首相発言はパブリックじゃないの?
低い目線で人間の弱さを自嘲気味に嗤う石原壮一郎さんの芸風に、シンパシーを感じている。ニンテンドーDSを持っていないので、大人力検定は受けていないが、TBSのポッドキャスティング「小西克哉 松本ともこ ストリーム」 コラムの花道『月刊!大人気ない発言』はつとめて聞くようにしてきた。ただ、10/5(金)はちょっとなあ・・・と思った。内容が悪いのではない。記者会見で安倍首相の言葉を流さないのは、杓子定規的事なかれ力が発揮されすぎてるんじゃないのでしょうか。
この日は、女優・沢尻エリカの会見のほか、安倍(前)首相の会見の変遷が俎上にあげられた。ポッドキャストがコンテンツの二次利用にあたることから、放送目的で得られたコンテンツをポッドキャストで流さないという基本方針をTBSが作ったことは理解できる。だから、沢尻エリカ会見の類がポッドキャストで流れないのはよい。だけど、安倍(前)首相の発言は、すべての国民にとって民主的な政治参加の契機となる公的なコンテンツではないのか。

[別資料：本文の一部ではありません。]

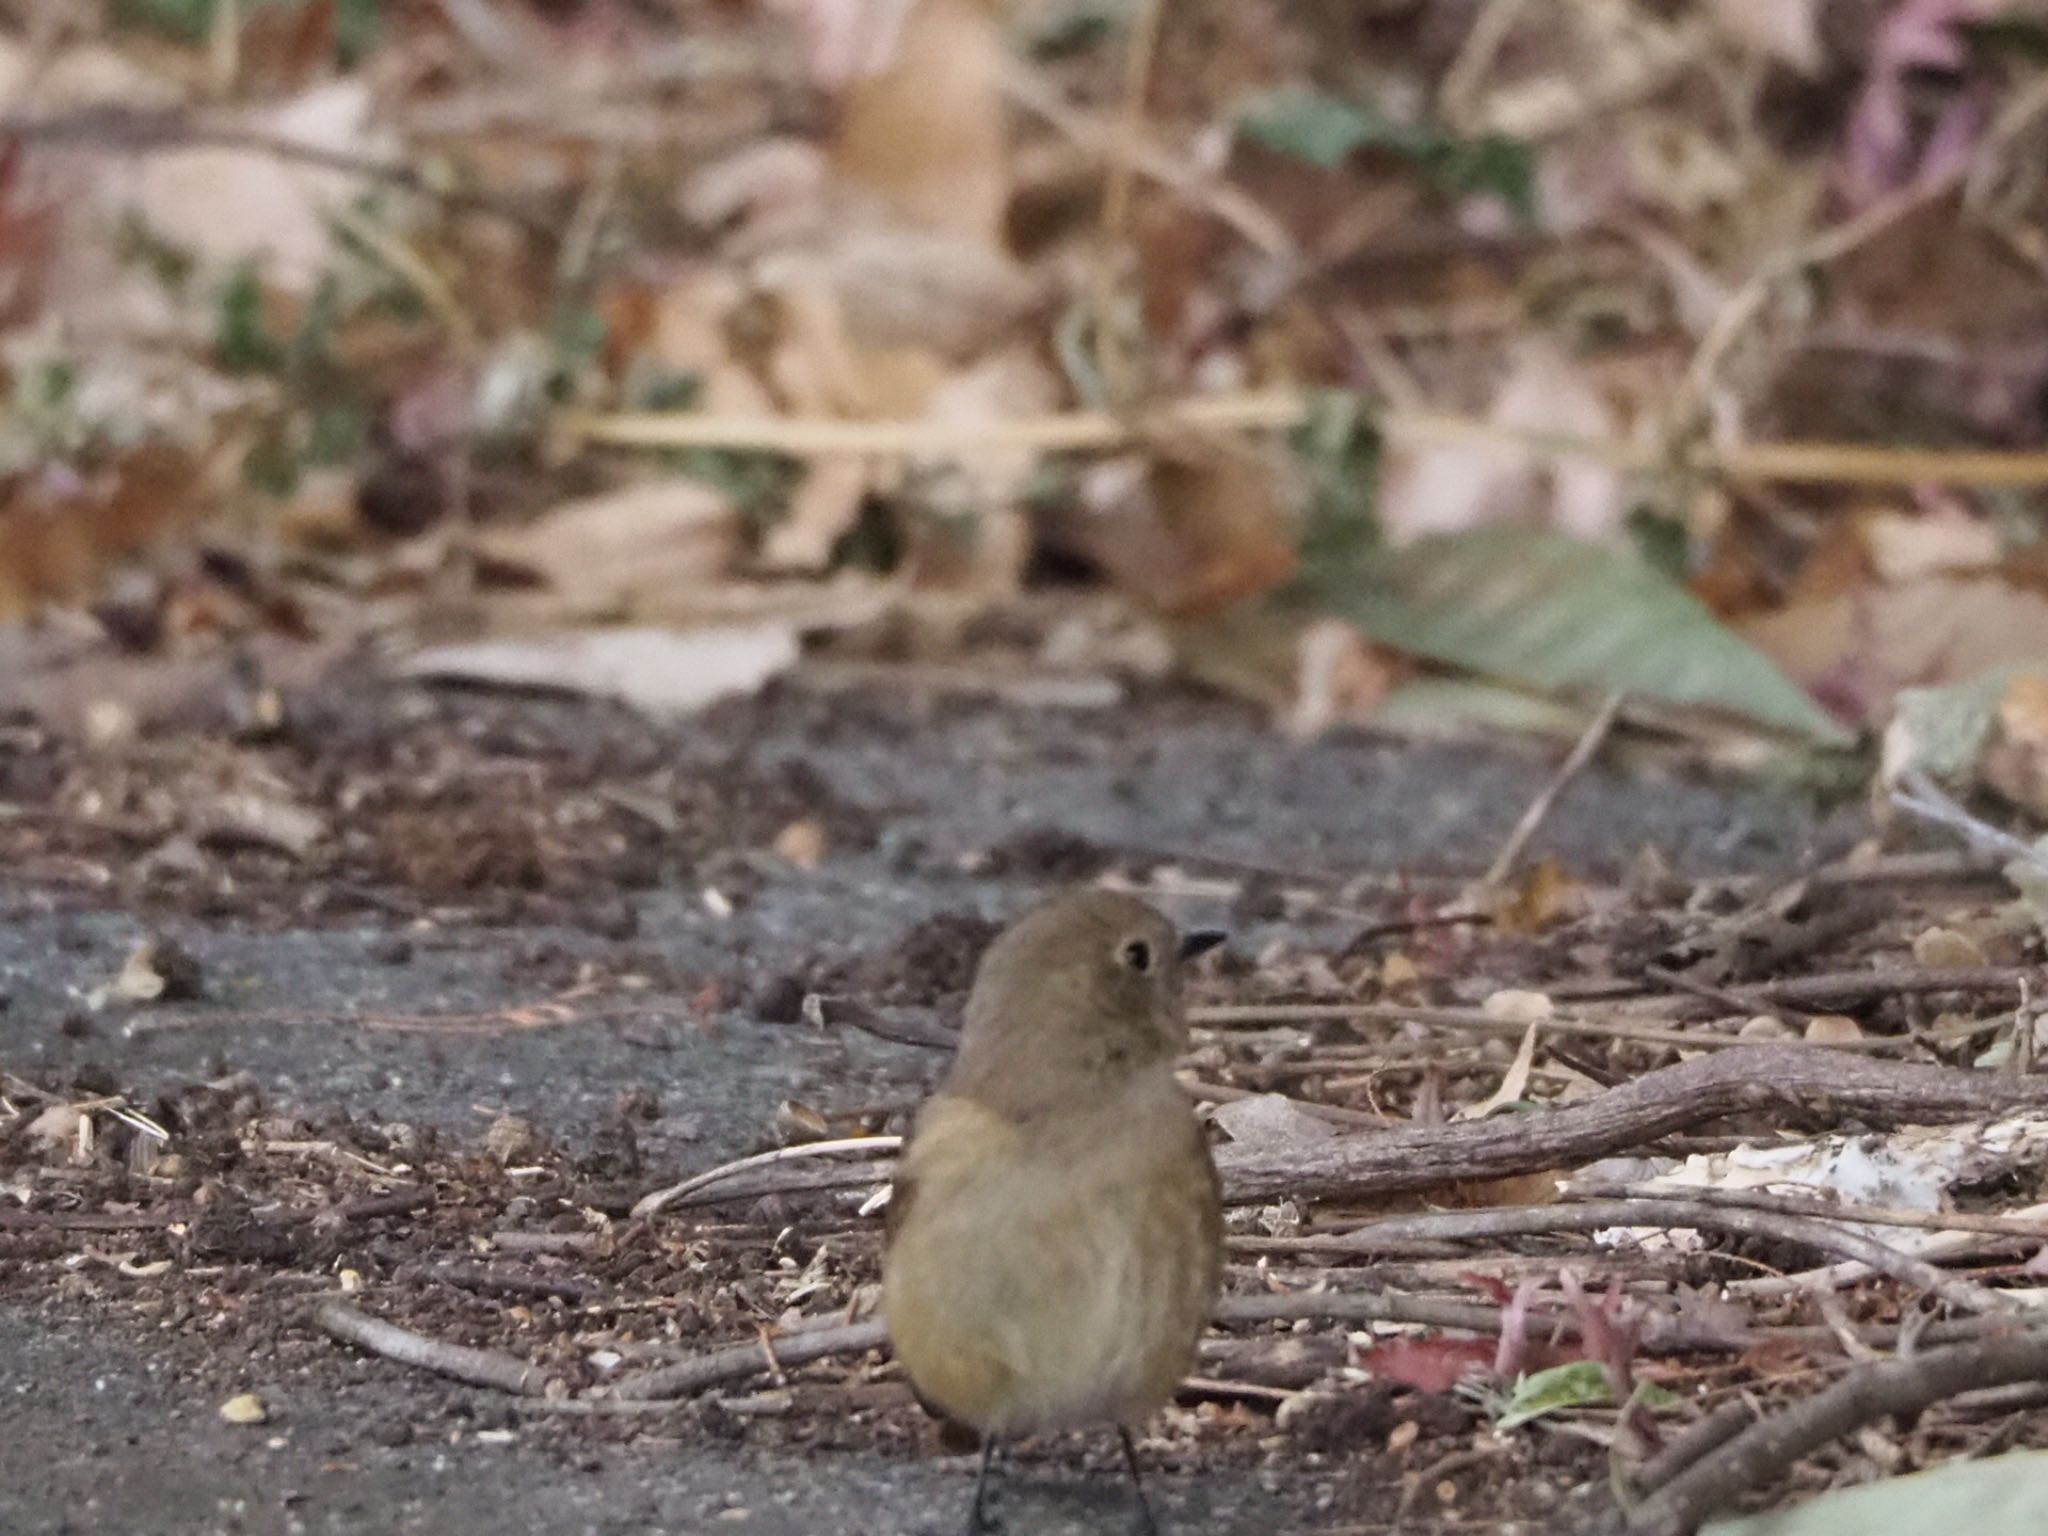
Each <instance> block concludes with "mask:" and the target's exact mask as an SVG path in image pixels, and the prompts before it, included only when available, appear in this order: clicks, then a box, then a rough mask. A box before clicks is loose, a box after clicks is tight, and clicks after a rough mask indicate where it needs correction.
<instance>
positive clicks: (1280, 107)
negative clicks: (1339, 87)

むろん、TBSラジオも取材経費をかけて取材した貴重なコンテンツであることは分かる。でも、マスメディアが首相発言という公的情報に容易にアクセスできたのは、国民を代表しているという前提があってのことだ。
マスメディアが扱うコンテンツの中で、だれもものでもなくパブリックなものがある。たとえば法律の条文のようなもの。首相の所信表明演説なども、公的な情報だろう。そうした情報がマスメディアを通じて伝えられた瞬間、条文や演説がマスメディアの知的財産となってしまったら大変だ。
安倍発言についてまでも、「ポッドキャスティングでお聞きの皆さん、著作権の関係でお聞かせすることはできません」と機械的に排除してしまうのは、ちょっとなあ。TBSラジオのポッドキャスト番組づくりにも大人力が必要ではないでしょうか。